Für die Bundestagsfraktion der SPD vertritt der netzpolitische Sprecher der NRW-SPD Alexander Vogt den Sprecher der SPD-Bundestagsfraktion im Ausschuss Digitale Agenda Lars Klingbeil bei den Bonner Gesprächen 2016. Grundlage des Beitrags ist ein Positionspapier der SPD zu Big Data.

Logo der SPD (© SPD)

Die technologische Entwicklung erlaubt heute eine umfassende Verknüpfung von Informationen aus verschiedenen Quellen sowie deren detaillierte Auswertung (Big Data). Die Erfassung und Verwertung von Daten in allen gesellschaftlichen Teilbereichen führt zu einem Paradigmenwechsel in der Gesellschaft. Wir sprechen hier vom Big-Data-Zeitalter. In der Verarbeitung, Aggregation und Verknüpfung unterschiedlichster Datenarten und Datenmengen in Echtzeit liegt ein großes gesellschaftliches und wirtschaftliches Potenzial. Der Erkenntnisgewinn durch Big-Data-Analysen beschränkt sich dabei nicht nur auf die bereits in den Daten steckenden Informationen. Durch die Verknüpfung der Daten können präzise Vorhersagen zu naturwissenschaftlichen, wirtschaftlichen, politischen oder allgemein gesellschaftlichen Entwicklungen erfolgen, aber auch zu individuellen Verhaltensweisen, Interessen und Vorlieben. Wir müssen in Deutschland die rechtlichen Weichen stellen, um das Innovationspotenzial dieser Informationen voll auszuschöpfen. Es ist unser Ziel, datengetriebene Geschäftsmodelle zu unterstützen und ihnen Rechtssicherheit durch eine kluge, differenzierte Datenpolitik zu gewährleisten. Die Aggregation, Verknüpfung und Auswertung von Informationen aus unterschiedlichsten Quellen kann die Grundlage für gesellschaftliche Innovationen sein und wichtige Erkenntnisse, etwa für den Gesundheitsbereich oder die Verkehr-steuerung, liefern.
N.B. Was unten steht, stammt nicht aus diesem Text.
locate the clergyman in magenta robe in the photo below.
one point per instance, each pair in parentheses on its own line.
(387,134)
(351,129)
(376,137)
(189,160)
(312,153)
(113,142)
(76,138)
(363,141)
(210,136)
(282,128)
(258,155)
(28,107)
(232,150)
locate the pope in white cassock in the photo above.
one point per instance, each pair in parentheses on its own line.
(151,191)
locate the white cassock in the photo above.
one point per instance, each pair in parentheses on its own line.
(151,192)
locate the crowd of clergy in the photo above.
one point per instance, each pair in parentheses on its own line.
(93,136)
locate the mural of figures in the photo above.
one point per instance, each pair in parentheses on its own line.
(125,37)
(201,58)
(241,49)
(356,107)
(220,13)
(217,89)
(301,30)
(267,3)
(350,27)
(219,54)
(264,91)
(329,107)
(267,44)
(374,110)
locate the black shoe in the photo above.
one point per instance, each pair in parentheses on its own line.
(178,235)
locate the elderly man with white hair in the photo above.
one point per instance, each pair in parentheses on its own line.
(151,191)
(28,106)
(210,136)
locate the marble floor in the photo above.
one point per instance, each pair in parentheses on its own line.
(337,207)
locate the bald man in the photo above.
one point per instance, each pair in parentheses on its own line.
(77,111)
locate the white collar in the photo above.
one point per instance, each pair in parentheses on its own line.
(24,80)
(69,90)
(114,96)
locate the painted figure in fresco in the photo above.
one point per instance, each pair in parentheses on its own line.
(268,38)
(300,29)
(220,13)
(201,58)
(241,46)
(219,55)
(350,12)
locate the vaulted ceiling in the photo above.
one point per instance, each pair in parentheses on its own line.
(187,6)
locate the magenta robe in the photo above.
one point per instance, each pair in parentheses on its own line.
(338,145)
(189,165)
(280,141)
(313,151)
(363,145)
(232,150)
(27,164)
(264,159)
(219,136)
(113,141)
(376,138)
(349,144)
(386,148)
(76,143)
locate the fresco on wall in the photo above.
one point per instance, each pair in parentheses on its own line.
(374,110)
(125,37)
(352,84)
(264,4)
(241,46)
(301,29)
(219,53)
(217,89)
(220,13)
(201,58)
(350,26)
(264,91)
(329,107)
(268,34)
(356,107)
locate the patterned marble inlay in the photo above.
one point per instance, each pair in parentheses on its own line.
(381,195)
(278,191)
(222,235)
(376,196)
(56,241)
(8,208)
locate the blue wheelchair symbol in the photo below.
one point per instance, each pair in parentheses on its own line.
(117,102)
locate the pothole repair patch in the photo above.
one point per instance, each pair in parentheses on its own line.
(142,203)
Epidemien werden möglicherweise frühzeitiger erkannt, Verkehrsführung wird intelligenter und die Energieversorgung kann ressourcenschonender gesteuert werden. Für das Individuum entsteht der Nutzen konkret, wenn Krankheiten erkannt, Staus umfahren und Energiepreise gesenkt werden können.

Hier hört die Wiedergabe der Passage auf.